Some partial simulation results are given in Section IV, while Section V provides concluding remarks.

II. BACKGROUND

A. Burrows Wheeler Transform

An enormous amount of complicated problems has been solved by performing a transformation from one form into another in mathematics, especially in the area of digital signal processing. Burrows and Wheeler [13], [14] have released the details of a transformation function that opens the door to some revolutionary new data compression techniques.
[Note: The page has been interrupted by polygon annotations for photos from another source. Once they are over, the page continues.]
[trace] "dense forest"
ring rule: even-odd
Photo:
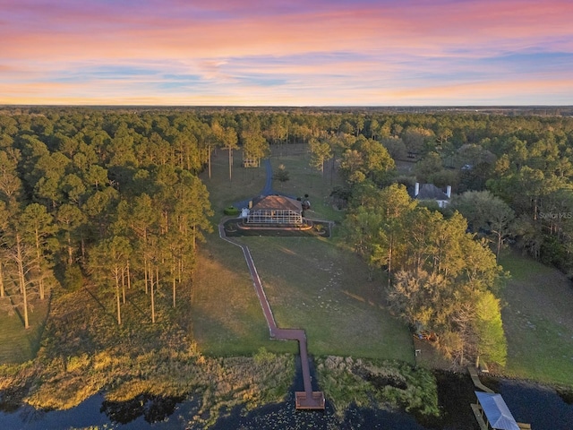
[[[535,115],[534,115],[535,114]],[[269,145],[308,144],[344,232],[388,274],[390,307],[441,335],[456,359],[503,363],[500,250],[512,245],[573,271],[573,118],[537,109],[6,108],[0,111],[0,305],[28,310],[56,282],[108,291],[122,323],[125,291],[191,285],[213,215],[199,174],[214,150],[244,163]],[[450,185],[447,208],[410,198]],[[499,341],[487,345],[486,340]],[[471,340],[482,339],[483,341]],[[491,343],[491,342],[490,342]]]

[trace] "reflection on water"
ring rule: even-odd
[[[393,430],[473,430],[477,429],[469,408],[475,401],[469,376],[436,373],[440,403],[443,411],[439,420],[420,424],[408,414],[354,408],[339,419],[327,402],[324,411],[295,408],[294,390],[286,401],[268,405],[244,413],[240,408],[230,411],[211,428],[241,429],[393,429]],[[537,384],[488,378],[484,383],[501,393],[517,421],[532,425],[535,430],[573,429],[573,405],[568,404],[552,389]],[[569,393],[570,395],[570,393]],[[203,425],[190,425],[199,409],[201,399],[138,397],[124,403],[105,401],[101,394],[87,399],[69,410],[45,412],[30,407],[0,412],[0,428],[10,430],[69,429],[98,426],[122,430],[184,429],[198,430]],[[183,401],[182,401],[183,400]]]

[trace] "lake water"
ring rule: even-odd
[[[286,401],[269,405],[242,415],[239,408],[220,418],[214,430],[260,429],[392,429],[392,430],[478,430],[469,408],[475,401],[474,386],[465,374],[437,373],[440,403],[443,417],[433,422],[417,422],[403,412],[353,408],[338,419],[327,402],[325,411],[295,409],[294,390]],[[573,429],[573,405],[568,404],[552,389],[541,385],[508,380],[487,379],[497,392],[501,393],[517,421],[532,425],[534,430]],[[98,394],[81,405],[65,411],[43,412],[30,407],[0,412],[0,428],[6,430],[56,430],[98,426],[100,428],[122,430],[140,429],[200,429],[190,426],[197,412],[192,399],[169,400],[139,398],[116,404],[104,401]]]

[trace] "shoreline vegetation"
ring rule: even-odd
[[[277,184],[277,191],[309,194],[312,218],[333,222],[332,237],[242,238],[252,248],[277,321],[307,331],[318,383],[339,416],[354,403],[435,417],[439,405],[432,371],[451,366],[425,342],[415,356],[408,327],[388,309],[381,287],[385,274],[371,271],[340,234],[345,211],[330,196],[333,187],[343,185],[336,167],[322,160],[321,169],[312,168],[306,146],[273,145],[273,168],[283,166],[289,178]],[[209,190],[214,212],[210,219],[216,225],[224,208],[260,193],[265,172],[241,168],[241,157],[235,157],[231,176],[227,150],[219,148],[212,156],[199,177]],[[55,283],[44,301],[34,298],[34,331],[11,329],[11,336],[26,340],[26,348],[14,347],[24,352],[6,356],[4,363],[12,364],[0,365],[3,408],[25,401],[65,409],[102,391],[107,400],[117,402],[141,394],[193,395],[201,401],[190,420],[208,426],[237,405],[250,410],[282,401],[295,377],[296,347],[269,339],[239,252],[216,233],[205,229],[204,236],[192,282],[178,289],[178,305],[171,305],[167,286],[157,290],[155,322],[148,311],[150,297],[141,288],[125,291],[121,325],[115,297],[88,277],[81,287]],[[563,314],[556,302],[565,288],[570,290],[569,280],[517,253],[506,249],[500,255],[501,265],[511,272],[502,290],[508,363],[505,368],[491,366],[492,374],[570,392],[573,340],[564,334],[569,322],[543,314],[553,309]],[[523,294],[535,297],[535,283],[548,277],[551,303],[540,309],[525,303]],[[1,318],[4,327],[18,316]]]

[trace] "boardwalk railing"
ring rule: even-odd
[[[303,370],[303,383],[304,385],[304,391],[296,391],[295,393],[295,399],[296,402],[297,409],[324,409],[324,393],[322,391],[313,391],[312,384],[311,382],[311,370],[308,362],[308,352],[306,348],[306,333],[303,329],[281,329],[277,326],[275,317],[272,314],[272,309],[265,295],[265,290],[262,288],[262,282],[257,272],[257,268],[252,261],[251,251],[246,245],[240,244],[239,242],[227,237],[225,234],[225,228],[223,221],[218,225],[218,236],[221,239],[233,244],[235,246],[239,246],[243,250],[243,255],[249,268],[251,273],[251,279],[252,280],[252,286],[259,297],[262,313],[267,320],[267,325],[270,332],[272,339],[279,340],[298,340],[298,348],[301,356],[301,368]]]

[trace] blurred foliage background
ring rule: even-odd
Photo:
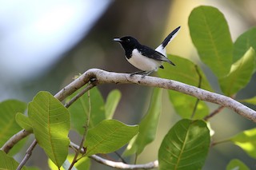
[[[157,47],[174,28],[181,31],[168,45],[167,53],[198,63],[217,93],[216,77],[198,62],[187,22],[192,9],[201,5],[218,8],[229,23],[233,41],[255,26],[254,0],[130,0],[130,1],[2,1],[0,6],[0,99],[15,98],[30,101],[42,90],[55,94],[73,77],[91,68],[132,73],[137,69],[125,59],[120,45],[112,39],[131,35],[142,44]],[[175,63],[175,61],[173,61]],[[154,76],[157,76],[154,74]],[[256,95],[255,75],[238,94],[238,98]],[[124,123],[138,124],[146,112],[152,89],[133,85],[103,85],[104,97],[114,89],[122,92],[114,115]],[[164,95],[162,113],[154,142],[146,147],[138,163],[157,159],[164,135],[179,117],[175,115],[167,95]],[[212,110],[218,106],[210,105]],[[256,107],[250,105],[256,109]],[[224,109],[210,119],[216,140],[255,127],[243,117]],[[26,151],[26,148],[24,148]],[[23,156],[23,153],[17,156]],[[29,165],[46,169],[46,159],[37,147]],[[204,169],[224,169],[230,160],[238,158],[251,168],[256,161],[241,148],[222,144],[210,149]],[[91,169],[111,169],[93,162]]]

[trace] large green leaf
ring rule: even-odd
[[[242,58],[232,65],[230,73],[219,79],[225,95],[235,94],[249,83],[254,73],[254,61],[255,51],[250,48]]]
[[[121,93],[119,90],[114,89],[109,93],[105,105],[106,119],[112,119],[120,99]]]
[[[28,114],[38,144],[61,167],[70,144],[69,111],[50,93],[39,92],[29,104]]]
[[[188,59],[169,55],[176,67],[170,67],[162,70],[159,69],[158,73],[162,77],[178,81],[194,86],[212,91],[212,89],[201,69]],[[201,77],[201,83],[200,83]],[[181,93],[169,90],[169,97],[174,109],[182,118],[190,118],[197,98]],[[186,104],[186,105],[185,105]],[[209,114],[209,109],[206,103],[200,101],[194,114],[194,119],[201,119]]]
[[[212,6],[197,7],[190,15],[189,28],[201,60],[218,78],[227,74],[233,61],[233,43],[224,15]]]
[[[78,93],[79,91],[69,97],[67,101],[70,100]],[[93,128],[106,119],[105,104],[102,94],[96,87],[90,90],[90,100],[91,111],[89,127]],[[68,109],[70,113],[71,128],[82,135],[85,131],[83,127],[86,125],[86,120],[89,114],[88,95],[84,94],[70,105]]]
[[[70,164],[73,161],[74,155],[68,155],[67,159],[66,160],[66,162],[69,162]],[[51,161],[51,160],[48,159],[48,165],[50,169],[55,170],[58,169],[58,167]],[[90,159],[86,156],[83,156],[82,158],[79,159],[78,162],[74,164],[74,168],[78,170],[89,170],[90,167]],[[68,167],[69,168],[69,167]],[[66,168],[68,169],[68,168]],[[73,169],[74,167],[73,167]],[[65,168],[62,166],[60,170],[65,170]]]
[[[242,99],[242,100],[239,100],[240,102],[246,102],[246,103],[249,103],[249,104],[252,104],[256,105],[256,97],[249,98],[249,99]]]
[[[18,166],[18,163],[14,158],[0,150],[0,169],[14,170]]]
[[[232,160],[226,166],[226,170],[249,170],[250,168],[238,159]]]
[[[2,146],[13,135],[22,130],[15,121],[17,113],[24,113],[26,104],[16,100],[8,100],[0,103],[0,146]],[[26,138],[18,142],[10,154],[17,153],[25,144]]]
[[[154,89],[147,114],[139,124],[139,133],[128,144],[125,156],[136,152],[139,155],[144,148],[154,140],[159,116],[162,111],[162,89]]]
[[[243,33],[235,41],[234,44],[233,62],[239,60],[250,47],[253,47],[254,49],[256,49],[256,27]]]
[[[105,120],[88,130],[84,147],[87,156],[109,153],[127,144],[138,132],[138,125],[126,125],[115,120]]]
[[[210,143],[203,121],[182,120],[164,137],[158,152],[159,169],[201,169]]]
[[[26,117],[22,113],[18,113],[16,114],[15,120],[20,127],[28,132],[33,132],[32,125],[28,117]]]
[[[256,128],[243,131],[230,139],[249,156],[256,158]]]

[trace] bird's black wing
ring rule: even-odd
[[[142,45],[141,48],[139,48],[139,51],[142,53],[143,56],[148,57],[150,58],[152,58],[154,60],[158,61],[166,61],[173,65],[175,65],[174,63],[170,61],[167,57],[166,57],[164,55],[162,55],[161,53],[145,45]]]

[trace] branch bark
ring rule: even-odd
[[[79,146],[74,144],[73,142],[70,142],[70,145],[75,149],[79,149]],[[84,152],[83,148],[81,148],[80,152]],[[114,162],[112,160],[106,160],[97,155],[90,156],[90,158],[102,164],[119,169],[152,169],[158,167],[158,161],[157,160],[145,164],[128,164],[122,162]]]
[[[175,90],[185,94],[188,94],[197,97],[198,99],[215,103],[221,107],[229,108],[241,116],[256,122],[256,112],[246,105],[239,103],[238,101],[214,93],[211,93],[200,88],[189,85],[182,82],[173,80],[167,80],[159,77],[142,77],[141,75],[130,76],[129,73],[118,73],[113,72],[107,72],[98,69],[91,69],[85,72],[78,79],[74,80],[70,85],[63,88],[54,97],[59,101],[63,101],[66,97],[71,95],[76,90],[79,89],[83,85],[90,82],[93,87],[101,84],[135,84],[144,86],[158,87],[166,89]],[[87,88],[88,90],[90,88]],[[12,147],[16,144],[19,140],[30,134],[30,132],[22,130],[14,135],[1,148],[5,152],[8,152]],[[71,143],[71,146],[75,148],[75,144]],[[78,148],[79,148],[79,147]],[[77,149],[78,149],[77,148]],[[126,169],[150,169],[158,167],[158,160],[150,162],[145,164],[126,164],[122,162],[114,162],[108,160],[101,158],[96,155],[91,156],[90,158],[98,162],[106,165]]]
[[[91,81],[95,85],[101,84],[136,84],[144,86],[158,87],[175,90],[195,97],[202,101],[215,103],[229,108],[241,116],[256,122],[256,112],[238,101],[221,94],[204,90],[190,85],[173,80],[141,75],[130,76],[129,73],[107,72],[98,69],[91,69],[85,72],[78,79],[62,89],[55,97],[62,101],[84,85]]]

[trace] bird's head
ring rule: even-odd
[[[134,38],[130,36],[126,36],[120,38],[114,38],[114,41],[119,42],[125,49],[133,49],[139,45],[139,42]]]

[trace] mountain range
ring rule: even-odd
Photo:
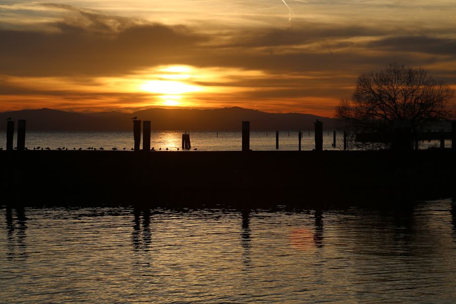
[[[43,131],[130,130],[133,117],[151,121],[152,129],[159,130],[236,130],[241,129],[243,121],[250,121],[252,130],[313,129],[317,119],[323,123],[324,129],[333,129],[335,125],[334,119],[311,114],[269,113],[239,107],[203,110],[155,108],[133,113],[82,113],[46,108],[0,112],[0,120],[25,119],[27,130]],[[6,123],[0,124],[0,130],[6,128]]]

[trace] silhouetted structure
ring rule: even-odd
[[[301,150],[301,139],[302,138],[302,132],[300,130],[298,132],[298,151]]]
[[[335,130],[332,131],[332,146],[335,147]]]
[[[314,123],[315,126],[315,150],[323,150],[323,123],[318,119]]]
[[[7,150],[13,150],[13,139],[14,137],[14,122],[7,122]]]
[[[26,122],[20,119],[17,122],[17,149],[23,150],[25,148],[25,125]]]
[[[276,131],[276,149],[279,149],[279,131]]]
[[[189,150],[192,148],[192,143],[190,142],[190,133],[187,134],[186,131],[182,134],[182,148],[185,150]]]
[[[250,149],[250,122],[242,122],[242,151]]]
[[[134,150],[139,151],[141,144],[141,121],[133,121],[133,137],[135,140]]]
[[[142,122],[142,150],[150,150],[150,121]]]

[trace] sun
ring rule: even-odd
[[[200,89],[193,85],[180,81],[170,80],[151,80],[141,86],[142,91],[166,95],[179,95],[198,92]]]

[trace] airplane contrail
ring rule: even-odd
[[[290,24],[291,23],[291,19],[293,19],[294,13],[293,12],[293,11],[291,10],[291,9],[290,8],[290,7],[288,6],[288,4],[285,0],[282,0],[282,2],[283,2],[283,4],[285,5],[285,6],[288,9],[288,24]]]

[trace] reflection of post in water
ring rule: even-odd
[[[314,242],[318,248],[323,247],[323,210],[315,209],[315,233],[314,234]]]
[[[141,231],[141,214],[142,213],[142,232]],[[134,207],[133,208],[134,220],[133,231],[132,234],[133,248],[135,251],[139,250],[142,246],[144,251],[147,251],[150,244],[151,236],[149,227],[150,223],[150,210],[148,208]],[[142,240],[140,235],[142,235]],[[142,244],[141,244],[142,243]]]
[[[242,255],[244,256],[244,263],[248,264],[250,262],[250,209],[243,209],[241,211],[242,215],[242,229],[241,232],[241,246],[244,248],[244,252]]]
[[[9,206],[7,206],[6,214],[10,250],[8,257],[10,258],[16,255],[24,255],[26,253],[26,244],[24,242],[25,230],[27,229],[25,210],[20,205],[15,206],[14,209],[16,211],[15,223],[13,216],[12,208]]]
[[[456,198],[451,202],[451,221],[453,223],[453,233],[456,236]]]

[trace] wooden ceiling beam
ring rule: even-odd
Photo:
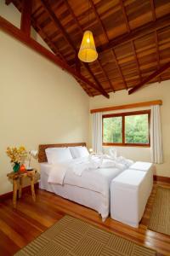
[[[131,89],[128,91],[128,94],[133,93],[134,91],[136,91],[137,90],[139,90],[139,88],[141,88],[142,86],[144,86],[146,83],[150,82],[153,79],[155,79],[157,76],[159,76],[161,73],[162,73],[165,70],[167,70],[169,67],[170,67],[170,62],[166,63],[165,65],[163,65],[162,67],[161,67],[158,70],[156,70],[154,73],[152,73],[149,77],[147,77],[146,79],[144,79],[141,83],[139,83],[139,84],[137,84],[136,86],[134,86],[133,89]]]
[[[131,28],[130,28],[130,26],[129,26],[129,23],[128,23],[128,15],[127,15],[126,9],[125,9],[122,0],[120,0],[120,3],[121,3],[121,8],[122,8],[122,10],[123,16],[124,16],[124,19],[125,19],[127,30],[128,30],[128,32],[130,32]],[[140,72],[139,62],[139,60],[138,60],[134,42],[133,40],[131,41],[131,44],[132,44],[132,49],[133,49],[133,55],[134,55],[134,58],[135,58],[135,61],[136,61],[136,65],[137,65],[137,69],[138,69],[139,79],[140,79],[140,82],[141,82],[142,81],[142,75],[141,75],[141,72]]]
[[[63,35],[64,38],[67,42],[67,44],[71,46],[71,48],[73,49],[74,53],[76,54],[76,49],[74,46],[73,42],[69,38],[67,32],[64,29],[63,26],[61,25],[60,20],[57,18],[57,16],[54,15],[54,13],[51,10],[51,7],[45,0],[41,0],[41,3],[46,10],[46,12],[48,14],[50,19],[54,21],[57,28],[60,31],[61,34]]]
[[[42,38],[42,39],[44,41],[44,38],[46,38],[46,44],[48,44],[49,48],[51,49],[50,46],[52,46],[53,48],[53,51],[55,55],[57,55],[62,61],[65,61],[65,58],[63,57],[62,54],[60,53],[60,51],[59,50],[58,47],[54,44],[54,42],[49,38],[49,37],[48,36],[48,34],[43,31],[43,29],[41,27],[40,25],[38,25],[37,22],[36,22],[36,20],[31,17],[31,22],[32,22],[32,26],[34,27],[34,29],[38,32],[40,32],[42,35],[43,36],[41,36],[40,37]]]
[[[31,17],[32,10],[32,0],[23,0],[22,1],[22,11],[20,20],[20,30],[26,33],[27,37],[31,34]]]
[[[155,9],[155,3],[154,0],[150,0],[150,6],[151,6],[151,13],[152,13],[152,18],[153,21],[156,21],[156,9]],[[160,68],[160,55],[159,55],[159,46],[158,46],[158,38],[157,38],[157,32],[155,32],[155,41],[156,41],[156,59],[157,59],[157,66],[158,69]],[[161,83],[162,77],[159,76],[159,83]]]
[[[81,31],[82,35],[83,35],[83,30],[82,30],[82,26],[80,26],[80,23],[79,23],[79,21],[78,21],[76,16],[75,15],[75,13],[74,13],[72,8],[71,7],[71,5],[70,5],[68,0],[65,0],[65,4],[66,4],[67,9],[69,9],[71,15],[72,15],[72,17],[73,17],[75,22],[76,23],[76,26],[78,26],[79,30]],[[96,61],[97,61],[98,65],[99,66],[100,69],[102,70],[102,73],[104,73],[105,79],[107,79],[109,84],[110,84],[110,88],[111,89],[111,90],[112,90],[113,92],[115,92],[114,86],[113,86],[113,84],[111,84],[111,82],[110,82],[109,77],[108,77],[108,75],[106,74],[106,72],[105,72],[105,69],[103,68],[103,67],[102,67],[102,65],[101,65],[101,62],[99,61],[99,59],[97,59]],[[86,64],[86,66],[88,66],[88,65]],[[89,67],[89,66],[88,66],[88,67]],[[86,68],[87,68],[87,67],[86,67]],[[96,78],[95,78],[95,79],[96,79]],[[95,80],[95,79],[94,79],[94,80]]]
[[[159,54],[159,45],[158,45],[158,38],[157,38],[157,32],[155,32],[155,40],[156,40],[156,59],[157,59],[157,66],[158,69],[160,68],[160,54]],[[159,83],[162,81],[162,76],[159,76]]]
[[[96,9],[95,9],[95,6],[94,6],[94,3],[93,0],[89,0],[89,3],[90,3],[90,4],[91,4],[91,6],[92,6],[92,9],[93,9],[93,10],[94,10],[94,13],[95,14],[95,16],[96,16],[98,21],[99,21],[99,23],[101,28],[102,28],[102,31],[103,31],[103,33],[104,33],[104,35],[105,35],[105,39],[106,39],[106,41],[107,41],[107,44],[109,44],[110,39],[109,39],[109,37],[108,37],[108,35],[107,35],[107,32],[106,32],[106,30],[105,30],[105,26],[104,26],[104,24],[103,24],[103,22],[102,22],[102,20],[101,20],[101,19],[100,19],[100,17],[99,17],[99,14],[98,14]],[[117,61],[117,59],[116,59],[116,55],[115,50],[114,50],[113,49],[111,49],[111,54],[112,54],[112,56],[113,56],[113,58],[114,58],[114,61],[115,61],[116,68],[118,69],[119,73],[120,73],[120,75],[121,75],[121,77],[122,77],[122,81],[123,81],[123,84],[125,84],[126,89],[128,89],[127,83],[126,83],[125,79],[124,79],[124,76],[123,76],[123,74],[122,74],[122,69],[121,69],[121,67],[119,66],[119,63],[118,63],[118,61]],[[111,84],[111,86],[112,86],[112,84]]]
[[[156,21],[156,17],[154,0],[150,0],[150,3],[151,5],[151,13],[152,13],[153,20]]]
[[[54,55],[49,50],[48,50],[45,47],[41,45],[36,40],[32,39],[30,37],[27,37],[22,31],[20,31],[18,27],[8,22],[2,16],[0,16],[0,29],[5,32],[6,33],[9,34],[13,38],[16,38],[17,40],[20,41],[24,44],[27,45],[29,48],[38,52],[40,55],[51,61],[52,62],[61,67],[63,70],[67,71],[69,73],[71,73],[82,82],[88,84],[90,87],[101,93],[105,97],[109,98],[109,95],[105,90],[100,90],[100,88],[98,88],[94,83],[89,81],[83,75],[76,72],[74,68],[71,68],[66,62],[61,61],[60,58]]]
[[[132,40],[138,39],[168,26],[170,26],[170,15],[167,15],[162,18],[157,19],[156,21],[150,21],[145,25],[139,26],[132,30],[131,32],[123,34],[112,40],[110,40],[110,43],[99,46],[97,48],[97,51],[98,53],[104,53],[105,51],[110,50],[112,48],[127,44],[128,42],[131,42]]]
[[[8,5],[12,3],[12,0],[5,0],[5,4]]]
[[[54,23],[55,24],[55,26],[60,29],[60,32],[62,33],[62,35],[65,38],[65,39],[67,42],[67,44],[71,46],[71,48],[74,51],[75,55],[77,55],[76,48],[75,47],[73,42],[70,38],[69,35],[65,32],[65,30],[63,27],[63,26],[61,25],[60,20],[54,14],[54,12],[51,10],[51,8],[50,8],[49,4],[46,2],[46,0],[41,0],[41,3],[42,4],[43,8],[46,9],[47,13],[48,14],[48,15],[51,18],[51,20],[54,21]],[[85,65],[83,62],[82,64],[85,67],[85,68],[88,70],[88,72],[89,73],[89,74],[93,77],[93,79],[94,79],[95,76],[92,73],[92,71],[90,70],[89,67],[88,67],[88,68],[87,68],[87,65]],[[100,83],[98,81],[98,79],[96,78],[94,79],[94,81],[97,84],[97,85],[99,86],[99,88],[104,92],[105,91],[104,88],[102,87],[102,85],[100,84]]]

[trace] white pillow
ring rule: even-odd
[[[116,148],[110,148],[110,150],[109,150],[109,153],[110,153],[110,154],[111,155],[111,157],[112,157],[114,160],[116,160],[116,158],[117,158],[117,151],[116,151]]]
[[[72,159],[68,148],[48,148],[45,149],[48,163],[50,165],[67,161]]]
[[[69,147],[72,158],[86,157],[89,155],[86,147]]]

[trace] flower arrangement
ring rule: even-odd
[[[7,155],[10,158],[10,162],[13,165],[14,172],[20,170],[20,165],[25,161],[27,157],[27,151],[25,147],[19,148],[8,147],[6,150]]]

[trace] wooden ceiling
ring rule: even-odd
[[[22,0],[8,2],[22,11]],[[31,25],[58,57],[101,91],[170,79],[170,0],[32,0]],[[99,53],[90,64],[77,59],[87,29]],[[101,94],[76,79],[90,96]]]

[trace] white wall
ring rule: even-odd
[[[109,100],[101,96],[90,98],[90,109],[149,102],[152,100],[162,100],[163,105],[161,107],[161,112],[164,163],[156,165],[156,174],[170,177],[170,81],[164,81],[161,84],[156,83],[144,86],[132,95],[128,95],[127,90],[120,90],[115,94],[111,93],[110,96],[110,98]],[[139,110],[139,108],[138,109]],[[132,111],[132,109],[129,111]],[[150,148],[116,147],[116,148],[120,154],[134,160],[150,160]]]
[[[20,26],[12,4],[0,1],[0,15]],[[0,194],[12,190],[8,146],[88,142],[88,96],[76,81],[0,30]]]

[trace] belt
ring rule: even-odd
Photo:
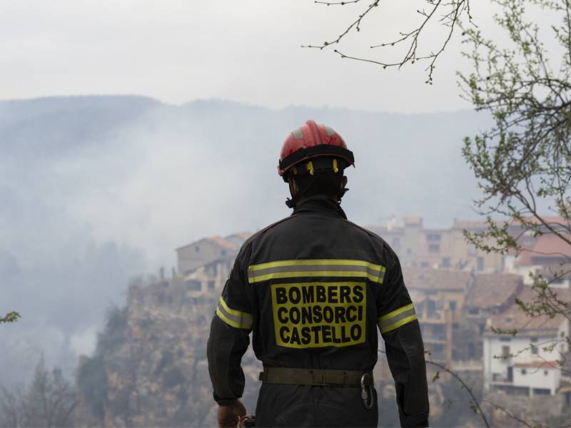
[[[373,385],[373,372],[264,367],[259,379],[270,384],[363,387]]]

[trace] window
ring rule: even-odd
[[[509,357],[510,357],[510,347],[504,345],[502,347],[502,358],[509,358]]]

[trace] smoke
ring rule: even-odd
[[[287,216],[279,148],[308,118],[355,153],[343,206],[364,224],[420,214],[473,217],[461,138],[475,113],[273,111],[223,101],[178,107],[138,97],[0,103],[0,377],[17,381],[44,354],[68,372],[93,350],[105,310],[129,278],[176,265],[174,249],[254,232]],[[168,271],[168,270],[167,270]]]

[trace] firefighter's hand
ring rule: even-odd
[[[216,419],[220,428],[236,428],[240,417],[246,414],[246,407],[239,399],[228,406],[218,406]]]

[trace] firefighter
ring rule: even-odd
[[[221,427],[246,413],[241,361],[251,332],[263,365],[256,426],[376,427],[377,328],[401,425],[428,427],[424,349],[398,258],[340,205],[353,163],[341,136],[313,121],[284,142],[278,171],[293,212],[243,244],[211,325]]]

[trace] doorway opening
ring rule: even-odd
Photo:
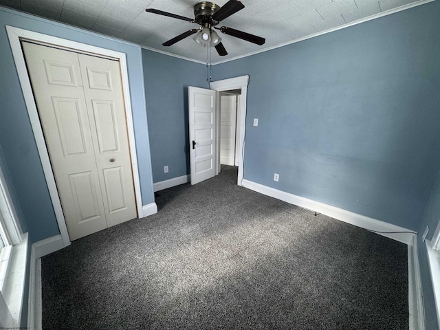
[[[212,81],[210,82],[211,89],[218,92],[217,109],[220,109],[222,93],[223,96],[232,94],[237,96],[239,102],[236,103],[236,133],[234,164],[238,167],[237,185],[242,186],[243,177],[244,151],[245,151],[245,133],[246,123],[246,104],[248,96],[248,85],[249,84],[249,76],[231,78],[223,80]],[[221,111],[216,111],[216,120],[217,129],[216,130],[216,164],[215,174],[217,175],[221,169]],[[237,152],[238,151],[238,152]]]
[[[221,165],[239,166],[240,126],[238,124],[240,122],[240,113],[238,109],[241,98],[241,89],[219,93]]]

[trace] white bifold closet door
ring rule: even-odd
[[[119,62],[22,45],[70,240],[135,218]]]

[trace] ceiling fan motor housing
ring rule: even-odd
[[[211,26],[217,25],[217,22],[210,19],[210,16],[220,9],[220,6],[216,5],[213,2],[203,1],[196,3],[194,6],[194,21],[201,25],[204,25],[208,23]]]

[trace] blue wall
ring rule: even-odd
[[[250,76],[245,179],[417,230],[440,167],[439,31],[435,1],[214,65]]]
[[[160,182],[189,174],[188,87],[209,87],[204,65],[146,50],[142,59],[153,179]]]
[[[425,320],[427,329],[439,329],[440,324],[437,324],[435,300],[428,263],[426,245],[425,243],[421,241],[421,236],[425,228],[428,226],[430,228],[430,232],[427,239],[432,239],[434,232],[439,223],[439,219],[440,219],[440,170],[437,174],[430,197],[426,204],[420,228],[419,228],[419,235],[417,236],[419,263],[420,263],[420,273],[425,306]]]
[[[59,234],[5,25],[126,54],[142,203],[154,202],[140,47],[12,10],[0,9],[0,147],[31,243]]]

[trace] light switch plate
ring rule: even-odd
[[[426,236],[428,236],[428,233],[429,232],[429,227],[426,226],[425,228],[425,231],[424,232],[424,234],[421,236],[421,241],[424,242],[426,239]]]

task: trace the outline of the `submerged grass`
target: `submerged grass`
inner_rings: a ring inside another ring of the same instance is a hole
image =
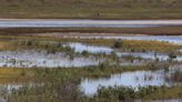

The Burrows Wheeler Transform or BWT can transform a block of data into a format that is extremely well suited for compression. Most of today's familiar lossless compression algorithms operate in streaming mode, reading a single byte or a few bytes at a time. The BWT is performed on an entire block of data at once. This transformation takes a block of data and rearranges it using a sorting algorithm. The resulting output block contains exactly the same data elements it started with, differing only in their ordering.

Fig. 2. The original set of strings (S0) associated with the buffer.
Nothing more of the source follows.